Saudi Arabia’s City of the Future Will Include a $500m Colocation Data Center
SOURCE:Data Center Knowledge

            
            

Neom Tech & Digital Company – the organization responsible for the development of IT infrastructure serving Neom, a futuristic planned city in northwest Saudi Arabia – has announced details of ZeroPoint DC, its first data center.


The facility, being built in a $500 million joint venture with Ezdihar Advanced Company for Information Technology (EzdiTek), will offer colocation and managed services and aims to be operational in the first half of 2022.


The organization says it has secured Oracle as an anchor tenant; the company will use ZeroPoint to deliver Oracle Cloud Infrastructure (OCI) services to customers across EMEA.

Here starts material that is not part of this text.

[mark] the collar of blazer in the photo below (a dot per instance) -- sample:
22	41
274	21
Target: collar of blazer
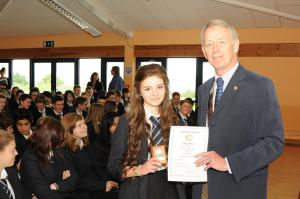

"The region's first next-generation hyperscale data center will be instrumental in powering M3LD, Neom Tech & Digital Company's groundbreaking, five-layer data-consent management platform, and XVRS, our own take on the metaverse,” said Fabio Fontana, the newly appointed CEO of the joint venture.


“ZeroPoint DC will support these unique cognitive solutions, and others that follow in their footsteps, by providing fast, effective, high-capacity connectivity, computing power and data storage."


If you build it, they will come

The Neom project was announced by Saudi Crown Prince Mohammad bin Salman in 2017, as a $500 billion smart city to be built on a 468km stretch of desert coastline.


It is envisioned as a hub for emerging technologies like robotics and artificial intelligence, with “purpose-built data centers” pitched as one of its core focus areas.


Since its inception, Neom has been a source of speculation and controversy; the project was accused of setting unrealistic goals, and its CEO admitted in 2019 that the tech required was “in some cases still in development and maybe theoretical.”


The recent addition of The Line, a 170-kilometer ‘linear city’ that is supposed to have 1 million citizens, no cars, and a single street, has done nothing to help the image of the project.


Construction of a hyperscale data center would go some way towards grounding Neom in reality, and fulfilling at least some of its technological ambitions.


“The hyperscale data center will drive wider network opportunities and future partnerships and is a testament to the innovation at the heart of Neom," said Joseph Bradley, CEO of Neom Tech & Digital Company.


According to the announcement, the first phase of the project will feature three data centers, with up to 36MW of total power from renewable sources, and access to multiple submarine cables.


The campus was designed by American architecture firm Gensler, and the construction work is being carried out by European digital infrastructure specialist RED.


The announcement mentioned that the site will eventually offer customers the option to “build and operate their own data centers (subject to Neom's guidelines)” – but provided no further details.